Parlo per l’esperienza vissuta nel PSS, ma credo sia stato più o meno cosi un po’ in tutti i maggiori partiti dell’epoca. Il “voto estero” per diversi lustri ha non solo condizionato la composizione delle compagini consiliari, ma conseguentemente ha anche determinato gli equilibri interni ai partiti, ha favorito il connubio politica affari, così come le più recenti cronache ci dimostrano, ha in pratica condizionato la vita democratica del Partito.
Con il passare degli anni e con gli accadimenti succedutisi, gradualmente ma pervicacemente, la classe politica, dimostrando grande disistima di sé stessa, ha favorito anche con interventi legislativi la demonizzazione della politica e dei politici.

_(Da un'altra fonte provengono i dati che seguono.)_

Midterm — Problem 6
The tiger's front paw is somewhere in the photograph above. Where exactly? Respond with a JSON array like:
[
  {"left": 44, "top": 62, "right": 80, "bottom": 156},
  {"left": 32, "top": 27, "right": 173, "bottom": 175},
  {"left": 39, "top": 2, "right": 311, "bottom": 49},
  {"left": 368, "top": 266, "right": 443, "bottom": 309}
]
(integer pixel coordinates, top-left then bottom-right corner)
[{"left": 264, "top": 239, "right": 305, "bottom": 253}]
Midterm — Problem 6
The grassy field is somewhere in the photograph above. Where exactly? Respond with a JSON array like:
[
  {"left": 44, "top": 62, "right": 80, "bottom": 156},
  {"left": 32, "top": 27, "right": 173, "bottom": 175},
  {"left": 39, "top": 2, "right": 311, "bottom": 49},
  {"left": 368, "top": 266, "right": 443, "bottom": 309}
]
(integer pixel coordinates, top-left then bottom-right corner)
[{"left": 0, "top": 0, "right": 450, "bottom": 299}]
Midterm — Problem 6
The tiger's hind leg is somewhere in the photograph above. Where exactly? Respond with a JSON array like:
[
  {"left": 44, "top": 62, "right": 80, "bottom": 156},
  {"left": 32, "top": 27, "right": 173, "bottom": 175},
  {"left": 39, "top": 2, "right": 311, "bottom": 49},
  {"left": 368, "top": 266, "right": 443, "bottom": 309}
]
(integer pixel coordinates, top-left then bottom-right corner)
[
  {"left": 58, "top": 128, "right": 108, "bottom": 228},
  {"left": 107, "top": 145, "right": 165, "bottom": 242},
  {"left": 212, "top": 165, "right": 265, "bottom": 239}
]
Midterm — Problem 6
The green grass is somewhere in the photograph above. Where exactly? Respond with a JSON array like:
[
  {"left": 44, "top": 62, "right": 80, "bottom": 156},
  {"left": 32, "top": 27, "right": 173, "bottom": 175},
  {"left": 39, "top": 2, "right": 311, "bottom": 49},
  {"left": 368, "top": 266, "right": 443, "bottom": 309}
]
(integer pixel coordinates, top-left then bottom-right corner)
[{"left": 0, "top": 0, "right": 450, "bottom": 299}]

Il risultato è stato l’avvento di una nuova generazione che ha dato vita alla politica urlata, ha parlato più alla pancia che al cervello dei cittadini, ha promesso grandi cambiamenti, salvo poi dimostrare di essere un grande bluff una volta chiamati a governare il Paese.
Ora la realtà dimostra che in passato i sammarinesi avevano molti meno problemi rispetto ad oggi; i giovani potevano permettersi il lusso di sognare e sappiamo bene che il sogno è un motore importante nella vita di una persona. Oggi purtroppo l’incertezza e la precarietà fa vivere male, stipendi e pensioni sono fermi da anni ma il carovita aumenta inesorabilmente e in 10 anni il potere di acquisto dei cittadini è fortemente diminuito.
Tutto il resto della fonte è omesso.